Topoisomerases are a group of enzymes that maintain the topology of DNA by resolving extra supercoils and maintaining supercoiling levels (66, 67). By breaking and then re-sealing at least one DNA strand of the double helix, topoisomerases can change Lk of DNA (68). One of the ways this is achieved is by forming and resolving catenanes, or links between strands (see Fig. 2D). Catenanes are made during replication, becoming more apparent as the replication fork nears the end. As the two newly synthesized DNA strands need to be separated, the catenanes that hold them together need to be unlinked, or decatenated. Topoisomerases act both in front of and behind the replication fork, during and after replication, to iron out any extra supercoils, by resolving catenanes and precatenanes. When replication begins, DNA helicase will act as a simultaneous topological barrier and strand melter, moving through the genome. As in the case of transcription, this action generates positive supercoils in front of the replisome which can spread throughout the topological domain.

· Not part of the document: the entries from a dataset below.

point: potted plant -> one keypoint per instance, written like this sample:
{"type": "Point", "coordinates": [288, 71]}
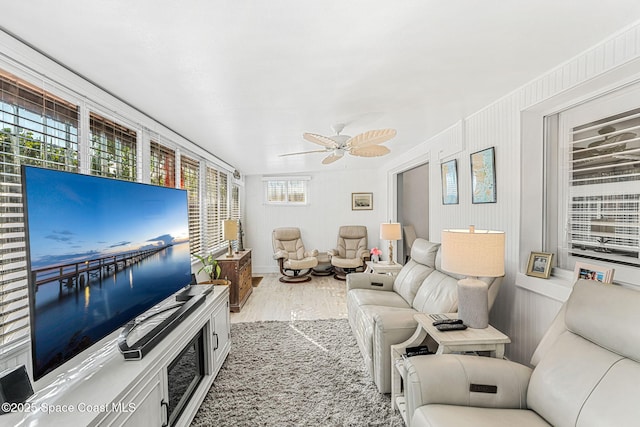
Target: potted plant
{"type": "Point", "coordinates": [212, 268]}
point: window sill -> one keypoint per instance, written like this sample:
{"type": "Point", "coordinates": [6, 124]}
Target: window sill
{"type": "Point", "coordinates": [557, 287]}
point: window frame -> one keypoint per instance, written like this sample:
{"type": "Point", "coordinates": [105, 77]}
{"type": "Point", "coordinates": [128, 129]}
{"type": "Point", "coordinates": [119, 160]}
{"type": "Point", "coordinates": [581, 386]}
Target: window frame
{"type": "Point", "coordinates": [559, 128]}
{"type": "Point", "coordinates": [287, 180]}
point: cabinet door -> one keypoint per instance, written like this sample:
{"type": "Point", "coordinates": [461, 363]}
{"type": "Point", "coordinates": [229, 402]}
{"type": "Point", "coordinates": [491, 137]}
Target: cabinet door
{"type": "Point", "coordinates": [142, 406]}
{"type": "Point", "coordinates": [221, 336]}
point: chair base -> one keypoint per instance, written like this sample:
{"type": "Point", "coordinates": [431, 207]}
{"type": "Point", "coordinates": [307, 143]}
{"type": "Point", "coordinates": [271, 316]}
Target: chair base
{"type": "Point", "coordinates": [328, 271]}
{"type": "Point", "coordinates": [295, 279]}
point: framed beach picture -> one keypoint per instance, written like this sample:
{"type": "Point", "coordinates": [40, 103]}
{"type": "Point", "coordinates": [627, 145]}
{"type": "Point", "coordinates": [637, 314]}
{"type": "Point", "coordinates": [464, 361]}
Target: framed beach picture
{"type": "Point", "coordinates": [483, 176]}
{"type": "Point", "coordinates": [361, 201]}
{"type": "Point", "coordinates": [449, 172]}
{"type": "Point", "coordinates": [539, 265]}
{"type": "Point", "coordinates": [593, 272]}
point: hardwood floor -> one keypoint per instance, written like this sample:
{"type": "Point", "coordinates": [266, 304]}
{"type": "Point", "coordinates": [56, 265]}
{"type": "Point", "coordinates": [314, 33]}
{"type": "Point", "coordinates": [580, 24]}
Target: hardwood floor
{"type": "Point", "coordinates": [322, 298]}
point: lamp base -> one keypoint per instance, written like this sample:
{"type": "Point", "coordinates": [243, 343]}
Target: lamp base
{"type": "Point", "coordinates": [473, 303]}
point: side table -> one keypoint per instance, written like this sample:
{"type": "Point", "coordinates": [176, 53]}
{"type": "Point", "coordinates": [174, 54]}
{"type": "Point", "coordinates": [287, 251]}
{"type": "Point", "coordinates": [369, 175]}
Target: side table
{"type": "Point", "coordinates": [489, 339]}
{"type": "Point", "coordinates": [382, 268]}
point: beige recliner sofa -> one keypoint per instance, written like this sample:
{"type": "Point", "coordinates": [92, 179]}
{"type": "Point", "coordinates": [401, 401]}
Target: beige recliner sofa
{"type": "Point", "coordinates": [587, 371]}
{"type": "Point", "coordinates": [381, 308]}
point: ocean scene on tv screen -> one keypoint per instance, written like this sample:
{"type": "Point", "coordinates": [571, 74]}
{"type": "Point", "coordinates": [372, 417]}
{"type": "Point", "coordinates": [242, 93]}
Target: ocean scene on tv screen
{"type": "Point", "coordinates": [102, 251]}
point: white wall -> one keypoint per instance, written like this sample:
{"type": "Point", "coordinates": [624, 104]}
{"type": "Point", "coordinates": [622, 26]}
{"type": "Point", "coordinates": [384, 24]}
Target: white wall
{"type": "Point", "coordinates": [329, 207]}
{"type": "Point", "coordinates": [513, 125]}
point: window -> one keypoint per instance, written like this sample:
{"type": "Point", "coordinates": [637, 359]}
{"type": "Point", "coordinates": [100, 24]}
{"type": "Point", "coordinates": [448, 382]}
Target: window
{"type": "Point", "coordinates": [235, 202]}
{"type": "Point", "coordinates": [217, 207]}
{"type": "Point", "coordinates": [190, 181]}
{"type": "Point", "coordinates": [163, 165]}
{"type": "Point", "coordinates": [598, 170]}
{"type": "Point", "coordinates": [113, 149]}
{"type": "Point", "coordinates": [286, 190]}
{"type": "Point", "coordinates": [37, 129]}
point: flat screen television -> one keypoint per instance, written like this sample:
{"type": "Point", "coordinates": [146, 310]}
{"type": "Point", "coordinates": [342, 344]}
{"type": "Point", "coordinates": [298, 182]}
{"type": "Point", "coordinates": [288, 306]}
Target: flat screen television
{"type": "Point", "coordinates": [100, 252]}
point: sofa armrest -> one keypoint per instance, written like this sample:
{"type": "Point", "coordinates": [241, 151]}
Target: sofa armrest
{"type": "Point", "coordinates": [378, 282]}
{"type": "Point", "coordinates": [448, 379]}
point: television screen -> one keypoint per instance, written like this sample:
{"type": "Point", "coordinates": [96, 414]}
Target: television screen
{"type": "Point", "coordinates": [100, 252]}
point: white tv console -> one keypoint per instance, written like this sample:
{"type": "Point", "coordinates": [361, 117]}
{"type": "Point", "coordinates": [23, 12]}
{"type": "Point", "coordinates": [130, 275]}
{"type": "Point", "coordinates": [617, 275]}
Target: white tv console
{"type": "Point", "coordinates": [105, 389]}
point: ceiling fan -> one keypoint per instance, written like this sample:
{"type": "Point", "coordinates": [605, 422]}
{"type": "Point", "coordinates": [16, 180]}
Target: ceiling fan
{"type": "Point", "coordinates": [366, 144]}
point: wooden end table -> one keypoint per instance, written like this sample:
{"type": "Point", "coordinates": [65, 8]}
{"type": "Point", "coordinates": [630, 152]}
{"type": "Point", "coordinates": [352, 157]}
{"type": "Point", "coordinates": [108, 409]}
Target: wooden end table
{"type": "Point", "coordinates": [469, 340]}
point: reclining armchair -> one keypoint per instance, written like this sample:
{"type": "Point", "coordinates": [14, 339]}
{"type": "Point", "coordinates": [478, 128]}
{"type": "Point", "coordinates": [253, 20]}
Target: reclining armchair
{"type": "Point", "coordinates": [294, 261]}
{"type": "Point", "coordinates": [351, 251]}
{"type": "Point", "coordinates": [586, 372]}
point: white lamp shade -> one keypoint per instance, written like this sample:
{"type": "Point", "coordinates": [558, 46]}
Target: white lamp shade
{"type": "Point", "coordinates": [229, 229]}
{"type": "Point", "coordinates": [390, 231]}
{"type": "Point", "coordinates": [474, 253]}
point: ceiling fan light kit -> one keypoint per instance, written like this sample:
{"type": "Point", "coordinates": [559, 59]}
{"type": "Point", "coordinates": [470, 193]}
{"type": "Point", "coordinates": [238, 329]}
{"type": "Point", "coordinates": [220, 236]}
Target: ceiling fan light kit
{"type": "Point", "coordinates": [366, 144]}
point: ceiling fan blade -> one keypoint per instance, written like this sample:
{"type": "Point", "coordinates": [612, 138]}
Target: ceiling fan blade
{"type": "Point", "coordinates": [302, 152]}
{"type": "Point", "coordinates": [320, 140]}
{"type": "Point", "coordinates": [372, 137]}
{"type": "Point", "coordinates": [330, 159]}
{"type": "Point", "coordinates": [370, 151]}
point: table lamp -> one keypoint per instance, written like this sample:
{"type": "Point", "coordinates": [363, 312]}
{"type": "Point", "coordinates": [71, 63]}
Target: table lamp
{"type": "Point", "coordinates": [473, 253]}
{"type": "Point", "coordinates": [229, 232]}
{"type": "Point", "coordinates": [390, 231]}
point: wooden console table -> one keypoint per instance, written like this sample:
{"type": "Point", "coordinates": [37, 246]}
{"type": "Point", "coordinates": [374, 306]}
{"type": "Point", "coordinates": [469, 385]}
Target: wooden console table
{"type": "Point", "coordinates": [237, 269]}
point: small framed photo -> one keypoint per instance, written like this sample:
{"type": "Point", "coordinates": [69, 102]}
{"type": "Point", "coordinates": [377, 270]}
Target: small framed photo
{"type": "Point", "coordinates": [593, 272]}
{"type": "Point", "coordinates": [449, 172]}
{"type": "Point", "coordinates": [483, 176]}
{"type": "Point", "coordinates": [539, 265]}
{"type": "Point", "coordinates": [361, 201]}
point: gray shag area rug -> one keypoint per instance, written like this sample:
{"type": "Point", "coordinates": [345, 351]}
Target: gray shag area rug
{"type": "Point", "coordinates": [302, 373]}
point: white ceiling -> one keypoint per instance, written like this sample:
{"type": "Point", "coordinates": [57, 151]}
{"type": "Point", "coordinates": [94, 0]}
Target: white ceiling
{"type": "Point", "coordinates": [245, 78]}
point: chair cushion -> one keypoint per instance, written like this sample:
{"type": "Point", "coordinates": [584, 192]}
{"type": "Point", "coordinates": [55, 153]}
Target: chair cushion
{"type": "Point", "coordinates": [288, 239]}
{"type": "Point", "coordinates": [346, 262]}
{"type": "Point", "coordinates": [301, 264]}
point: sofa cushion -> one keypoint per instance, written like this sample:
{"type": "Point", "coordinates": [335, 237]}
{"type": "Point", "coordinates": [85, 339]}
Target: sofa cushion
{"type": "Point", "coordinates": [424, 252]}
{"type": "Point", "coordinates": [464, 416]}
{"type": "Point", "coordinates": [438, 293]}
{"type": "Point", "coordinates": [361, 297]}
{"type": "Point", "coordinates": [410, 279]}
{"type": "Point", "coordinates": [584, 316]}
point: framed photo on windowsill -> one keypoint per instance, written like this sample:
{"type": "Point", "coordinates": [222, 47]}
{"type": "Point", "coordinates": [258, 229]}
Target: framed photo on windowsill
{"type": "Point", "coordinates": [539, 265]}
{"type": "Point", "coordinates": [593, 272]}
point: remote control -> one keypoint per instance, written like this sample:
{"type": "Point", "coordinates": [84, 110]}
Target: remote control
{"type": "Point", "coordinates": [447, 322]}
{"type": "Point", "coordinates": [451, 327]}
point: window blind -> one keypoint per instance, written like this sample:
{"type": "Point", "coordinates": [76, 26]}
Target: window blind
{"type": "Point", "coordinates": [217, 207]}
{"type": "Point", "coordinates": [37, 129]}
{"type": "Point", "coordinates": [604, 189]}
{"type": "Point", "coordinates": [190, 181]}
{"type": "Point", "coordinates": [163, 165]}
{"type": "Point", "coordinates": [112, 149]}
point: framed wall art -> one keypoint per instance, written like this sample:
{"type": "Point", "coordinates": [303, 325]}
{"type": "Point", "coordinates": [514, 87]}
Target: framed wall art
{"type": "Point", "coordinates": [483, 176]}
{"type": "Point", "coordinates": [539, 265]}
{"type": "Point", "coordinates": [449, 172]}
{"type": "Point", "coordinates": [361, 201]}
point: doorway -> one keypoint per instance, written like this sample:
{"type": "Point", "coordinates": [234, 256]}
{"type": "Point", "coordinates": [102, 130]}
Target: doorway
{"type": "Point", "coordinates": [413, 205]}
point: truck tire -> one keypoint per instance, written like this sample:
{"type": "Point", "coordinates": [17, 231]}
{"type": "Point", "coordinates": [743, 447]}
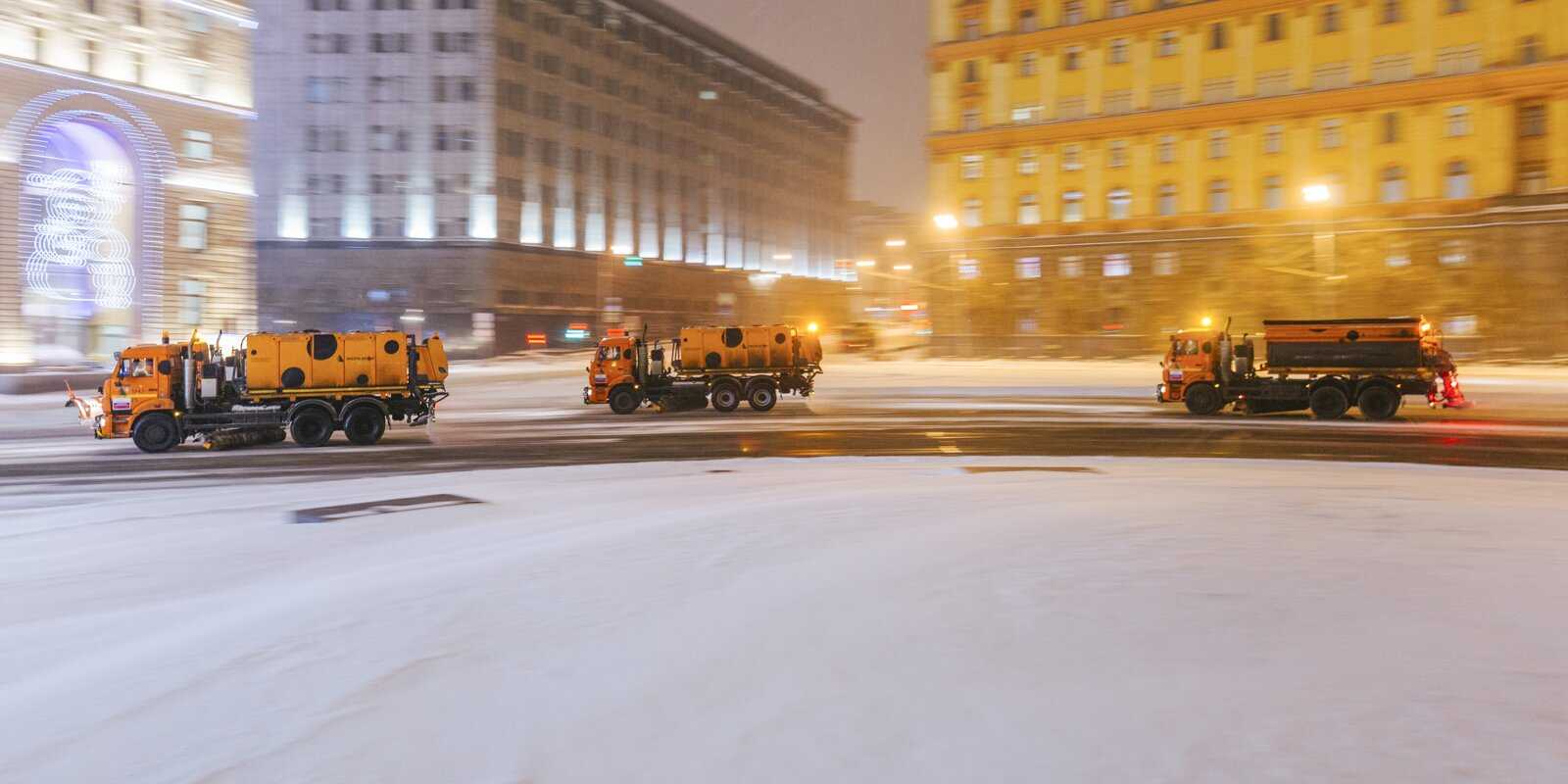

Thus, the nascent daughter strands intertwine to form replication intermediates behind the replisome, termed precatenanes. Precatenanes differ from catenanes only in that they form behind the replication fork and are resolved by topoisomerases before replication is completed (69 –71) (Fig. 1E). If left unresolved, precatenanes will lead to improperly segregated chromosomes and anucleate cells (71 –73). Importantly, replicative catenated intermediates have only been detected in plasmids (41, 71). Plasmids extensively rely on the replication machinery of the host for their own replication; hence, studies on plasmid replication provide valuable insights into the mechanisms underlying chromosome replication (41). Both Topo III and Topo IV can contribute to the formation and resolution of catenanes in E. coli. The importance of topoisomerase activity to cells is clearly apparent both from the essentiality of Topo I, IV and DNA gyrase (74), and the fact that the highly successful quinolone class of antibiotics, which have rapid bactericidal activity, specifically targets Type II topoisomerases (75).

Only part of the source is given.